Was Menschen davon haben, sich so etwas auszudenken, habe ich noch nie verstanden, sehen wir davon ab, dass die Leichtgläubigkeit vieler Menschen bis heute ein gutes Geschäft ist und so ist die Gruppe der Dan Brown Leser vermutlich ästhetisch wie logisch weniger anspruchsvoll hinsichtlich dessen, was sie sich vormachen lassen und doch halten sich manche von ihnen im Wahn für besonders hellsichtig, was den pathologischen Zustand bestätigen könnte, wollten wir diesem unerquicklichen Thema weiter nachforschen.

Diejenigen, die ein Staatsoberhaupt beseitigen wollen, nennen sich auch meist Verschwörer, gelingt es, sind sie Revolutionäre oder schlicht neue Herrscher, wenn nicht, werden die zu Verschwörern und gern zum Gespött, auch wenn die Geschichte hier manchen Eindruck umschreibt.

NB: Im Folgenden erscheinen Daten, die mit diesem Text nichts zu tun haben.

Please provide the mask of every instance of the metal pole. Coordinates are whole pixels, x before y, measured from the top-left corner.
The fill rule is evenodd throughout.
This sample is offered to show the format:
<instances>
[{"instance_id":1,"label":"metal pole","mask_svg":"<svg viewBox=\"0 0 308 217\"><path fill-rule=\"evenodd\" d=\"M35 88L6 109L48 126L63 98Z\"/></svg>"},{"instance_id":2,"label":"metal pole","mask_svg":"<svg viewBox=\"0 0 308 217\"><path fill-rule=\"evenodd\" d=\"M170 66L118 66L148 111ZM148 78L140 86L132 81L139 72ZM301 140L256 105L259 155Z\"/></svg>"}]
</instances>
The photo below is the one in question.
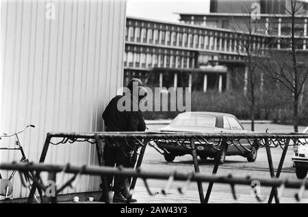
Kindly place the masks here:
<instances>
[{"instance_id":1,"label":"metal pole","mask_svg":"<svg viewBox=\"0 0 308 217\"><path fill-rule=\"evenodd\" d=\"M97 159L99 160L99 164L100 167L103 167L103 143L98 136L95 136L95 145L97 152ZM107 177L105 175L101 175L101 183L103 184L103 201L106 203L110 203L110 200L109 198L109 189L107 184Z\"/></svg>"},{"instance_id":2,"label":"metal pole","mask_svg":"<svg viewBox=\"0 0 308 217\"><path fill-rule=\"evenodd\" d=\"M57 186L55 185L57 178L57 172L50 172L48 175L48 180L52 181L53 183L47 188L47 191L51 190L51 192L46 192L47 203L57 203Z\"/></svg>"},{"instance_id":3,"label":"metal pole","mask_svg":"<svg viewBox=\"0 0 308 217\"><path fill-rule=\"evenodd\" d=\"M281 158L280 159L279 165L278 166L277 171L276 173L276 177L279 178L280 177L280 173L281 173L281 170L283 166L283 162L285 162L285 155L287 152L287 148L289 147L290 139L287 139L285 144L285 147L283 149L283 153L281 154ZM268 199L268 203L272 203L272 198L274 197L274 187L272 188L272 190L270 191L270 197ZM280 195L279 195L280 196Z\"/></svg>"},{"instance_id":4,"label":"metal pole","mask_svg":"<svg viewBox=\"0 0 308 217\"><path fill-rule=\"evenodd\" d=\"M215 158L215 165L213 169L212 174L217 173L217 171L218 170L218 167L219 167L219 158L220 156L222 151L222 150L221 150L221 149L219 150L218 151L217 151L216 157ZM207 194L205 195L205 203L209 203L209 196L211 196L211 189L213 188L213 185L214 185L214 182L210 182L209 183L209 186L207 187Z\"/></svg>"},{"instance_id":5,"label":"metal pole","mask_svg":"<svg viewBox=\"0 0 308 217\"><path fill-rule=\"evenodd\" d=\"M194 138L190 140L190 147L192 148L192 160L194 161L194 171L196 173L200 173L199 164L198 164L198 159L196 151L196 146L194 145ZM198 190L199 192L200 202L204 203L204 194L203 194L203 187L202 186L202 182L197 182Z\"/></svg>"},{"instance_id":6,"label":"metal pole","mask_svg":"<svg viewBox=\"0 0 308 217\"><path fill-rule=\"evenodd\" d=\"M45 164L25 164L25 163L3 163L0 164L0 169L14 170L25 172L29 171L46 171L60 173L63 171L63 169L67 167L65 165L53 165ZM82 169L82 171L81 170ZM66 170L65 173L70 174L80 173L80 175L118 175L120 177L138 177L142 179L168 179L170 178L170 172L155 171L136 171L132 169L123 168L121 170L111 167L76 167L70 166ZM173 179L175 181L187 181L191 176L190 173L177 172L174 175ZM254 180L259 180L262 186L276 186L279 187L284 184L285 188L299 189L303 185L305 189L308 190L308 182L303 183L303 180L294 179L272 179L264 177L230 177L229 175L202 175L201 173L194 173L190 178L191 182L203 182L236 185L251 186L251 182Z\"/></svg>"},{"instance_id":7,"label":"metal pole","mask_svg":"<svg viewBox=\"0 0 308 217\"><path fill-rule=\"evenodd\" d=\"M45 143L44 143L43 149L42 151L42 154L40 154L40 161L39 161L40 163L44 162L45 161L46 155L47 154L48 148L49 147L49 143L50 143L51 138L51 137L50 136L49 133L47 133L47 136L46 136ZM40 171L38 171L35 175L35 178L38 181L40 179ZM31 188L30 193L29 194L28 200L27 200L27 203L31 203L34 201L34 194L35 194L35 192L36 190L36 188L37 188L37 186L36 186L36 184L34 183ZM44 199L43 199L42 197L40 197L40 203L44 203Z\"/></svg>"},{"instance_id":8,"label":"metal pole","mask_svg":"<svg viewBox=\"0 0 308 217\"><path fill-rule=\"evenodd\" d=\"M139 155L138 160L137 160L137 163L136 165L136 169L138 169L140 168L141 164L142 163L143 157L144 156L144 152L146 149L146 145L142 146L140 149L140 154ZM129 190L131 192L133 192L135 189L136 183L137 182L137 177L133 177L131 183L131 186ZM127 199L127 203L130 203L131 198L133 197L133 194L131 194L131 197Z\"/></svg>"},{"instance_id":9,"label":"metal pole","mask_svg":"<svg viewBox=\"0 0 308 217\"><path fill-rule=\"evenodd\" d=\"M274 166L272 163L272 154L270 152L270 147L268 143L268 139L265 139L266 141L266 154L268 156L268 167L270 169L270 177L272 178L275 177L275 172L274 170ZM276 203L279 203L279 199L278 198L278 192L277 192L277 188L273 187L272 190L273 191L274 196L275 197L275 202ZM270 203L270 201L268 202Z\"/></svg>"}]
</instances>

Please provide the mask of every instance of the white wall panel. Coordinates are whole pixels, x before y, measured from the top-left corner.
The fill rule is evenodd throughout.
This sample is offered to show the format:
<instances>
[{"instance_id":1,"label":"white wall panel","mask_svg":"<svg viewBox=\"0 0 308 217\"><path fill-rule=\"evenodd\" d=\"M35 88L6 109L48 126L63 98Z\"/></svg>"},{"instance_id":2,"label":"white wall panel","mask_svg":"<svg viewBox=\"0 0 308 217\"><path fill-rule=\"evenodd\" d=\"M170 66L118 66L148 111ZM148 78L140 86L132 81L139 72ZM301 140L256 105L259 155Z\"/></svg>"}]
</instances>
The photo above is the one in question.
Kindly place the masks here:
<instances>
[{"instance_id":1,"label":"white wall panel","mask_svg":"<svg viewBox=\"0 0 308 217\"><path fill-rule=\"evenodd\" d=\"M53 20L45 16L49 2ZM123 83L125 14L124 0L1 1L0 134L35 125L20 137L30 161L38 162L47 132L103 130L103 110ZM14 143L3 139L0 145ZM0 152L1 162L19 157ZM51 145L46 162L98 164L88 143ZM58 184L68 177L60 175ZM27 196L18 175L12 182L14 198ZM83 176L64 193L97 190L99 184Z\"/></svg>"}]
</instances>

Die Pegiden halten sich in ihrem Hass auf Merkel, die ihr nationales Bild durcheinanderwirft, und ihrem primitiven Islamhass für die Retter des Abendlandes vor dem ansonsten drohenden Untergang. Inwieweit sie Teil einer Verschwörung sind oder sich von russischen Medien nur mangels intellektuellen Widerstand so leicht führen lassen, ist noch nicht endgültig klar. Betrachten wir die echten Verschwörungen der Geschichte, wurden sie  meist von einer intellektuellen Elite gebildet, wovon bei den Pegiden sichtbar nicht die Rede sein kann, sie wünschten den Umbruch, um eine aus ihrer Sicht destruktive Entwicklung aufzuhalten. Die Zielsetzung einer Verschwörung kann reaktionär oder progressiv sein, so war auch der Hitler-Ludendorff Putsch eine klare Verschwörung, auch wenn sie scheiterte und die  Beteiligten nur in den Knast brachte. Auf der weniger stringent organisierten linken Seite fällt es schwerer klare Ziele einer Verschwörung auszumachen. Auch die Attenäter um den 20. Juli 1944 hatten zwar eine Verschwörung gebildet, die einen gut organisierten Umsturz plante, der leider am Überleben Hitlers scheiterte, nur links wäre dieser Kreis von Offizieren und vielen Adeligen kaum zu nennen. Auch die Weiße Rose, deren Mitglieder am 19. April 1943 von Freisler zum Tode verurteilt wurden waren kein linker Kreis von Verschwörern,  im Gegenteil ehemals sogar Anhänger der Nationalsozialisten gewesen. Der linksradikale und oft etwas chaotische Haufen der Antifa plant zwar manches, was verschwörerisch klingt, gewalttätig und staatsfeindlich ist, doch kommen die Theorien zur Verschwörung auch dieser Gruppe meist nur von rechter Seite, die deren Bezahlung durch den Staat behaupten, was so albern ist, dass es müßig sogar ist, dies zu widerlegen. Es fragt sich nur, was diejenigen noch denken, die solchen Theorien anhängen.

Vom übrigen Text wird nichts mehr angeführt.